Ils burent en silence un petit blanc de Jurançon, puis Hougueras
commença son histoire.
- J'ai été attaqué !
- Où donc ?
- Dans le bois d'Orthe. Vous savez que c'était aujourd'hui le
marché à Peyrehorade ? J'y suis allé vendre une paire de
boeufs et je l'ai, ma foi, bien vendue.
- Tant mieux pour toi !
- Content de moi, ayant l'argent dans la poche, je suis rentré
à la maison. En traversant le bois, j'ai vu surgir devant moi
une sorte de gringalet qui m'a barré le passage et dit : «
Donne-moi ta galette ou je te brûle »
- Diable, fit le juge, et tu étais seul ?
- Oui.
- C'est bien imprudent lorsque l'on a de l'argent !

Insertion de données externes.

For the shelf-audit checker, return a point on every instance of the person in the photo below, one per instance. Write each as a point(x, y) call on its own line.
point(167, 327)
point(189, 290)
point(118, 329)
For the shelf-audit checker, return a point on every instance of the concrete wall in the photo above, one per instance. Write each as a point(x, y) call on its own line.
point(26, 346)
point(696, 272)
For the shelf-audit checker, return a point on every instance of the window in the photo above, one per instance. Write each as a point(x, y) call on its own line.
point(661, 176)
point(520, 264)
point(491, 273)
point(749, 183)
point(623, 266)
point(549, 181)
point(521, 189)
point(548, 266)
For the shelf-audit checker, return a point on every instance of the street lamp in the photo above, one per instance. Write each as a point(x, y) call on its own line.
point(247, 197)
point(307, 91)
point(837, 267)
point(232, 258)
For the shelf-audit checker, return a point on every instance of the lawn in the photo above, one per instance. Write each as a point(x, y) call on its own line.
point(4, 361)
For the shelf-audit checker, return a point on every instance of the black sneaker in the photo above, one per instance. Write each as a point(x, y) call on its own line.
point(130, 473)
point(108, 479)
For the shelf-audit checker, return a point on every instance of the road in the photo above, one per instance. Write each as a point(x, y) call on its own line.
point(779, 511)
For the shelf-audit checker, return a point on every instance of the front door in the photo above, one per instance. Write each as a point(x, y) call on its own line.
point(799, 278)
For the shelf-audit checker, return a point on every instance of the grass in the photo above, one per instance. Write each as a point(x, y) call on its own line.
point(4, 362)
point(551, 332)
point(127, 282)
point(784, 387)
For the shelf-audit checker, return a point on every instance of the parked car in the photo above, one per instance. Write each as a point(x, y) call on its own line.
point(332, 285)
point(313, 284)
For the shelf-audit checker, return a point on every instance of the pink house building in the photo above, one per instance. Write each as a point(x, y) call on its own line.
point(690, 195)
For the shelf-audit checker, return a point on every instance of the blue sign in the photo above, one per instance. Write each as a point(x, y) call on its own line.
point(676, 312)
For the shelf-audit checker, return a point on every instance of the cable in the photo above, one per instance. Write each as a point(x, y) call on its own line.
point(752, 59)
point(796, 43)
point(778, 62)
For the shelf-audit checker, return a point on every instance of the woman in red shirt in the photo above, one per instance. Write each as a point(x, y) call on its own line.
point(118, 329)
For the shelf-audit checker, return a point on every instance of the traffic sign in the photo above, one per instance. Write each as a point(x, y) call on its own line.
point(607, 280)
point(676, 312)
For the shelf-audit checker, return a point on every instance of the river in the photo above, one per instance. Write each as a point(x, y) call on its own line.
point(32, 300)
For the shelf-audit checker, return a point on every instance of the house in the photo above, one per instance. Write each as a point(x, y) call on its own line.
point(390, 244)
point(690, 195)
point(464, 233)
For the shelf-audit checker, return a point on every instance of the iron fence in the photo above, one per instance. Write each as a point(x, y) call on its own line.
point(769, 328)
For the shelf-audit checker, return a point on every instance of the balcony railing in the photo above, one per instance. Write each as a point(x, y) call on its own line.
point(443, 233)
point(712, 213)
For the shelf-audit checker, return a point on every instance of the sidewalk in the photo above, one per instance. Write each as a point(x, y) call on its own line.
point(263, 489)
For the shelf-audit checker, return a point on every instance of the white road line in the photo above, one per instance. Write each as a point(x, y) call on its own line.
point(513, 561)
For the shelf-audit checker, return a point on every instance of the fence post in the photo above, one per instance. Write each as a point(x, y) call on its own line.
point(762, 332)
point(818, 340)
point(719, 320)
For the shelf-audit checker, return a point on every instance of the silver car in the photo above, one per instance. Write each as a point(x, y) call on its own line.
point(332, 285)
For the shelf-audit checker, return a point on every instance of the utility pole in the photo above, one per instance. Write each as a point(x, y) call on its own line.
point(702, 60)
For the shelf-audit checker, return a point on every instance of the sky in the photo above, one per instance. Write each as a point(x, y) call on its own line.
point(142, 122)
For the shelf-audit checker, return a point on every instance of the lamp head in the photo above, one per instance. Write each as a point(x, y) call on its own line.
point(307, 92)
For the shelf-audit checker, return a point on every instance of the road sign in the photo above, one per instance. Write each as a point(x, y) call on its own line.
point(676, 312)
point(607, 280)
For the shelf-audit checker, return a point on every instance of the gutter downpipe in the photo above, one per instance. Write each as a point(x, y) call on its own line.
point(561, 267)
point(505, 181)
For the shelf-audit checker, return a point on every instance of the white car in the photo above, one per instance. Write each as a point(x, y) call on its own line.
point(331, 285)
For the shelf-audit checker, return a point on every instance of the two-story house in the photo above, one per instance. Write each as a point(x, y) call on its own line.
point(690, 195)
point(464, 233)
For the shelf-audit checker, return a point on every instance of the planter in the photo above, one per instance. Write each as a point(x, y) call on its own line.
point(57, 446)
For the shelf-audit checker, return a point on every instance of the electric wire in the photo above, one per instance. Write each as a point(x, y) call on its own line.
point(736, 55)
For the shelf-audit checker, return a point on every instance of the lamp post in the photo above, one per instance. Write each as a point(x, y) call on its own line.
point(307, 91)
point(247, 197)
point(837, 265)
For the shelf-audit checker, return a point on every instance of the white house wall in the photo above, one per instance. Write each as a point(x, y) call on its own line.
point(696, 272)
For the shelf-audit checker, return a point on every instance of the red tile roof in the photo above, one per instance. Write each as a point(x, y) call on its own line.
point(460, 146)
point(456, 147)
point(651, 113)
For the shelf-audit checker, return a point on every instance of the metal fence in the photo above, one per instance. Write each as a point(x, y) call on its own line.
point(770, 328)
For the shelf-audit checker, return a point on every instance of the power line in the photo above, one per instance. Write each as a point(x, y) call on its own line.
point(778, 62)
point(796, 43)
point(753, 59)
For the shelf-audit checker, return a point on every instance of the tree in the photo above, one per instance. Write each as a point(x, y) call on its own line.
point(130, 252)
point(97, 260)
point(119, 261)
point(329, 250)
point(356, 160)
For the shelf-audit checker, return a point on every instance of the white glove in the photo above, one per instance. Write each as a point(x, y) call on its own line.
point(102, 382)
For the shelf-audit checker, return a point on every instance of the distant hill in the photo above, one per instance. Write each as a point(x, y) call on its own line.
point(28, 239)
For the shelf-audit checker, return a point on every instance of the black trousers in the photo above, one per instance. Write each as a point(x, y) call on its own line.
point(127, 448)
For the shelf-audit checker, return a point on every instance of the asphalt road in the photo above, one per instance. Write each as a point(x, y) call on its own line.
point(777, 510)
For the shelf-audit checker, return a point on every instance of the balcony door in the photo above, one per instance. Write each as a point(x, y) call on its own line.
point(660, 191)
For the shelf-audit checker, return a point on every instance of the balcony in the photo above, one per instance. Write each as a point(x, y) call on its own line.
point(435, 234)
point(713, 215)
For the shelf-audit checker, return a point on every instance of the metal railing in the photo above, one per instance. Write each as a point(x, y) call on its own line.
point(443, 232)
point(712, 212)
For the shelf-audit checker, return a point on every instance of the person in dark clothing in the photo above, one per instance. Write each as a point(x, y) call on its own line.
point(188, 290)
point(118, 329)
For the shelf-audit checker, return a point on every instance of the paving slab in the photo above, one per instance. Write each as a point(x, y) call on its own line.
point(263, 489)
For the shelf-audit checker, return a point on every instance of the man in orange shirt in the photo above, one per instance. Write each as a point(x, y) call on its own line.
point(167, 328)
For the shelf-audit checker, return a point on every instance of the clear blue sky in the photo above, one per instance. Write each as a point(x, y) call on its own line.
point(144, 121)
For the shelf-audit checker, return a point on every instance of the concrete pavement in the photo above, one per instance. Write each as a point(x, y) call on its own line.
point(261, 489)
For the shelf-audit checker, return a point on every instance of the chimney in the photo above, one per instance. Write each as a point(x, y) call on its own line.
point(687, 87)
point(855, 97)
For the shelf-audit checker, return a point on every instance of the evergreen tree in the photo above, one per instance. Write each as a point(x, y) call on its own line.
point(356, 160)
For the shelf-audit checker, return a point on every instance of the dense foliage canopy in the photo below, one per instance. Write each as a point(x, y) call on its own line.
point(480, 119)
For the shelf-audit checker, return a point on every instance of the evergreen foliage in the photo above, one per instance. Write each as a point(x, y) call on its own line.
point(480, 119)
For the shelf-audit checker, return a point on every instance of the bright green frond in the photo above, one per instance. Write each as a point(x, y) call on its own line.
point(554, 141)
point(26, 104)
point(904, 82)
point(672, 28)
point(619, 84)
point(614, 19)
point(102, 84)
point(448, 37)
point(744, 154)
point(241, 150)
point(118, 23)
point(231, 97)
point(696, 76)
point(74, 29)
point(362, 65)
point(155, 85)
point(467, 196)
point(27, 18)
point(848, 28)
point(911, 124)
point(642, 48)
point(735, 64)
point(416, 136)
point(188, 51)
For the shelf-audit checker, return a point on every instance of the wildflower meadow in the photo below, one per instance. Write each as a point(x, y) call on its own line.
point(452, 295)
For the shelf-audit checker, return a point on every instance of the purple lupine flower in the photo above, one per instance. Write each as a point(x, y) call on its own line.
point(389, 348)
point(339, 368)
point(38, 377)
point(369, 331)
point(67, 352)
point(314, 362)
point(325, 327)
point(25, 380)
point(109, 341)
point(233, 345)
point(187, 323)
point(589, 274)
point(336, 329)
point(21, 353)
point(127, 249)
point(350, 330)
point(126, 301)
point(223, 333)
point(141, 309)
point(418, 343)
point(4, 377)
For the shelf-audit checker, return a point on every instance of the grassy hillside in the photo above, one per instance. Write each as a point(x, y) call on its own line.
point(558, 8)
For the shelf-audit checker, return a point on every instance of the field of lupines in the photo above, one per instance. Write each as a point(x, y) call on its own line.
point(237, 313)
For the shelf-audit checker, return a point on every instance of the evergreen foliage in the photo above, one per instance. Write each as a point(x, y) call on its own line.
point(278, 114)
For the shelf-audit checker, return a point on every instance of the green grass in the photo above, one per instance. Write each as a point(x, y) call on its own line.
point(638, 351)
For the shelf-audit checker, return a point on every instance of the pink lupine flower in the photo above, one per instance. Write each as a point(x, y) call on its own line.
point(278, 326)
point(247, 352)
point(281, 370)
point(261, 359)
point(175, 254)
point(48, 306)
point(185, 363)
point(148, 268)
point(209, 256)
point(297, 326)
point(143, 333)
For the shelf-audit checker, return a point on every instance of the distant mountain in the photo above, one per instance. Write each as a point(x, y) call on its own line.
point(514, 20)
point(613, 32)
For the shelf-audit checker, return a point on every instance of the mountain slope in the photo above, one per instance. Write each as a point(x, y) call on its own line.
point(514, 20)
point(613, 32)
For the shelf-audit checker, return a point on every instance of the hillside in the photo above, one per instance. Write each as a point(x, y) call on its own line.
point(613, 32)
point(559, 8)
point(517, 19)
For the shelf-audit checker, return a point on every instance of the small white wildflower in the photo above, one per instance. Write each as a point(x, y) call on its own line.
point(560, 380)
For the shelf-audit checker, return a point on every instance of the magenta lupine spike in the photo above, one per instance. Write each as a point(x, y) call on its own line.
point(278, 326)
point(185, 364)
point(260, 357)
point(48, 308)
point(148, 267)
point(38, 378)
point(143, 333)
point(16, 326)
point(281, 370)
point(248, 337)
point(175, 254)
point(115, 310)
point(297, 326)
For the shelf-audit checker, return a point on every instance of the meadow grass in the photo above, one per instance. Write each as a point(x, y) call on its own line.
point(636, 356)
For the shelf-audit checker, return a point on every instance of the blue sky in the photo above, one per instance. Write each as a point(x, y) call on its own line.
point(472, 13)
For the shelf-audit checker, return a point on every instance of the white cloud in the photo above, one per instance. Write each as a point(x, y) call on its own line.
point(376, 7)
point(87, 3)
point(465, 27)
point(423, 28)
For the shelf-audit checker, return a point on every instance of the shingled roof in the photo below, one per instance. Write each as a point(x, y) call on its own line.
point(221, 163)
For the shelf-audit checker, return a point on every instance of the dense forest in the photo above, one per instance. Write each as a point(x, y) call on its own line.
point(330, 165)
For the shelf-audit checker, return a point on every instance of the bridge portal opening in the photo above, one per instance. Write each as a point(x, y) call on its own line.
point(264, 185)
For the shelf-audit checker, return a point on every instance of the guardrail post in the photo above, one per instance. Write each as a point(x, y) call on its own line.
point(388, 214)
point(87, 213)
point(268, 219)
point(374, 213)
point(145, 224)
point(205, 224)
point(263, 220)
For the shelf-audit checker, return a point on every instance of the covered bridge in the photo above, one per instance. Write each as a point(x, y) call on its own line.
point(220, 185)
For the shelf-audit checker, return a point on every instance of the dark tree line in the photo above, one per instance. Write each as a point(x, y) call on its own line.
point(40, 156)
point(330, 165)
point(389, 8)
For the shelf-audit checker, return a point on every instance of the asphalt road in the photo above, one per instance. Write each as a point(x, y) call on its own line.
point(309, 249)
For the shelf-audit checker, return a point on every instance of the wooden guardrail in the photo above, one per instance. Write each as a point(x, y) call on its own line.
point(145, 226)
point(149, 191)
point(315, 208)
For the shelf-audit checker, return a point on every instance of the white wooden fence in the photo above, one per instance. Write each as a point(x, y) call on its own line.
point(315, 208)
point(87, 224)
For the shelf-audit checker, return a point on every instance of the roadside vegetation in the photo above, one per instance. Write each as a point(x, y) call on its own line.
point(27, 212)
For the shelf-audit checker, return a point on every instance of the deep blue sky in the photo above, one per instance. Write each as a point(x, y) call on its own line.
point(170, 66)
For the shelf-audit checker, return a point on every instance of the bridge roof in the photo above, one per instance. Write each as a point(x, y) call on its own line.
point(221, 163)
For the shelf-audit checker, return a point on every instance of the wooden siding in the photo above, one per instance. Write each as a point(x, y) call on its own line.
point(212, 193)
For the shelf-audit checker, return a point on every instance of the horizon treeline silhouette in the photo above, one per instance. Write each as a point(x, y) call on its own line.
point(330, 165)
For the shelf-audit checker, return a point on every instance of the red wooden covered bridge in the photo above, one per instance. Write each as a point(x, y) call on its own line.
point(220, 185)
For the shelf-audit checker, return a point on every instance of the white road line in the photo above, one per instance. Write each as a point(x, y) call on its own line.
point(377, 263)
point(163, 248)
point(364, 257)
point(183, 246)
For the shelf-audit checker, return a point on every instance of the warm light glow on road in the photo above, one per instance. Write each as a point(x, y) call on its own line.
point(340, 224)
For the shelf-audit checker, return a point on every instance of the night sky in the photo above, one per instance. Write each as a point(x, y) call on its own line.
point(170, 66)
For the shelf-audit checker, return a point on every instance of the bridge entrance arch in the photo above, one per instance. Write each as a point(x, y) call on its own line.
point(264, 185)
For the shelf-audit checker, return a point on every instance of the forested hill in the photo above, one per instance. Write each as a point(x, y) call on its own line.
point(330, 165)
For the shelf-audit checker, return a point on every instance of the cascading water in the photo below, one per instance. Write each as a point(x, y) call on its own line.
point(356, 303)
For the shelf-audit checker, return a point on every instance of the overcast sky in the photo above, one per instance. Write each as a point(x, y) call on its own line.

- Bien sûr, mais cela fait belle lurette que personne n'a été
attaqué dans le bois d'Orthe. Enfin voilà, j'ai dû lui
remettre l'argent...
- Tout ? Et tu n'as rien gardé ?
- Non, le diable semblait être bien informé. Il connaissait le
prix de la vente de mes boeufs et puis, vous savez, je tiens à
ma peau... Je ne pouvais pas appeler au secours...
- Alors, il t'a tout pris...
- Tout... mais attendez, Monsieur le juge, que je vous raconte
tout. Vous pouvez me croire, j'étais intérieurement très en
colère. S'il n'avait pas eu de pistolet, je n'aurais fait qu'une
bouchée de ce petit bandit. Alors, j'ai brusquement fait celui
qui avait peur de rentrer chez lui... « Que va dire ma femme ?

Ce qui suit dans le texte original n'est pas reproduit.